Bagi Indonesia, kisah Futa relevan dalam konteks konservasi satwa liar. Indonesia memiliki beberapa spesies endemik yang terancam punah, seperti harimau sumatra dan orangutan, yang juga dipelihara di kebun binatang dalam negeri. Keberhasilan Jepang dalam merawat red panda hingga usia lanjut bisa menjadi referensi bagi pengelola kebun binatang di Indonesia untuk meningkatkan standar kesejahteraan hewan. Selain itu, red panda sendiri merupakan spesies yang terancam punah di alam liar, dengan populasi diperkirakan kurang dari 10.000 ekor dewasa. Setiap individu yang hidup panjang di penangkaran berkontribusi pada upaya konservasi genetik dan edukasi publik.

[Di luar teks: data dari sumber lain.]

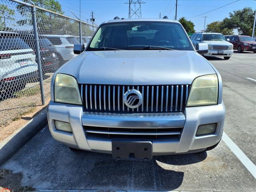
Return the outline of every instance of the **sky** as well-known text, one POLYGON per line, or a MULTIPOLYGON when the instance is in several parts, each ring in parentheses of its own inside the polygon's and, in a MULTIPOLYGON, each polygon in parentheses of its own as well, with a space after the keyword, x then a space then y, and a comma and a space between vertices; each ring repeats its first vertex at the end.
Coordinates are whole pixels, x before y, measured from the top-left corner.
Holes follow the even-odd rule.
MULTIPOLYGON (((74 17, 70 12, 72 11, 79 16, 79 0, 58 0, 62 5, 64 14, 74 17)), ((159 18, 161 12, 161 17, 166 15, 169 19, 174 18, 176 0, 142 0, 145 3, 141 4, 142 18, 159 18)), ((97 25, 104 21, 113 19, 116 16, 120 18, 128 18, 129 4, 124 3, 128 1, 128 0, 81 0, 81 19, 87 22, 86 19, 91 18, 92 11, 94 13, 95 22, 97 25)), ((204 29, 204 18, 202 17, 208 17, 206 18, 206 28, 208 24, 221 21, 225 17, 228 17, 229 13, 234 10, 245 7, 251 7, 254 10, 256 9, 256 0, 240 0, 210 12, 190 18, 235 1, 235 0, 178 0, 177 19, 185 17, 194 23, 196 31, 200 32, 204 29)), ((90 20, 88 21, 90 22, 90 20)))

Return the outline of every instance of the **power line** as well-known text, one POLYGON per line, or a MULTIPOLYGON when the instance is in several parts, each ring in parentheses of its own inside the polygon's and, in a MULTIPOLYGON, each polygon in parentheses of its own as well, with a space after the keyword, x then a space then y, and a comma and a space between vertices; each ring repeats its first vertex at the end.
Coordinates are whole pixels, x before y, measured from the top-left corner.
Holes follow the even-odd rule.
POLYGON ((217 10, 217 9, 220 9, 220 8, 222 8, 222 7, 225 7, 226 6, 227 6, 228 5, 230 5, 230 4, 232 4, 232 3, 235 3, 236 2, 237 2, 239 0, 237 0, 236 1, 234 1, 234 2, 232 2, 232 3, 229 3, 228 4, 227 4, 226 5, 224 5, 223 6, 222 6, 221 7, 218 7, 218 8, 216 8, 216 9, 213 9, 212 10, 211 10, 210 11, 208 11, 207 12, 206 12, 205 13, 202 13, 202 14, 200 14, 200 15, 196 15, 196 16, 194 16, 193 17, 189 17, 189 18, 188 18, 187 19, 191 19, 191 18, 194 18, 194 17, 198 17, 198 16, 201 16, 201 15, 203 15, 204 14, 205 14, 206 13, 209 13, 210 12, 211 12, 212 11, 215 11, 215 10, 217 10))

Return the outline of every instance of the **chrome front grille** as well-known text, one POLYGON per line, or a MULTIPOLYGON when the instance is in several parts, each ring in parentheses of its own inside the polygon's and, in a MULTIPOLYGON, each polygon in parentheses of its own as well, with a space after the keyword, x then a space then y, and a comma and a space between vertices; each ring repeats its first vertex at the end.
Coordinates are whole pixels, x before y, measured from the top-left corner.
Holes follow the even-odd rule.
POLYGON ((182 111, 188 98, 190 85, 127 86, 80 84, 85 109, 88 111, 124 112, 182 111), (131 109, 124 104, 123 96, 131 89, 139 91, 142 103, 131 109))
POLYGON ((88 137, 102 138, 146 139, 179 138, 182 127, 172 128, 114 128, 84 126, 88 137))
POLYGON ((228 46, 214 45, 213 47, 214 50, 226 50, 228 49, 228 46))

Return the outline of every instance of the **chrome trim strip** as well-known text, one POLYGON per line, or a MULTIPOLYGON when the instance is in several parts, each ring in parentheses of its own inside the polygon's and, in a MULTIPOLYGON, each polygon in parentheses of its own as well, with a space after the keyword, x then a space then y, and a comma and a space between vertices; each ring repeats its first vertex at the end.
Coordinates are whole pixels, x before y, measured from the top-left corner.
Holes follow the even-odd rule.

Menurut para ahli zoologi, usia lanjut pada hewan penangkaran sering kali menjadi indikator kualitas perawatan. Futa tidak hanya menjadi maskot bagi kebun binatang Chiba, tetapi juga simbol harapan bagi upaya pelestarian spesies. Pertanyaan yang muncul kemudian adalah apakah rekor usia 24 tahun akan terpecahkan oleh Futa atau individu lain di masa depan. Yang jelas, setiap tahun tambahan usia Futa menjadi bukti nyata bahwa dedikasi terhadap kesejahteraan satwa dapat memperpanjang kehidupan mereka secara signifikan.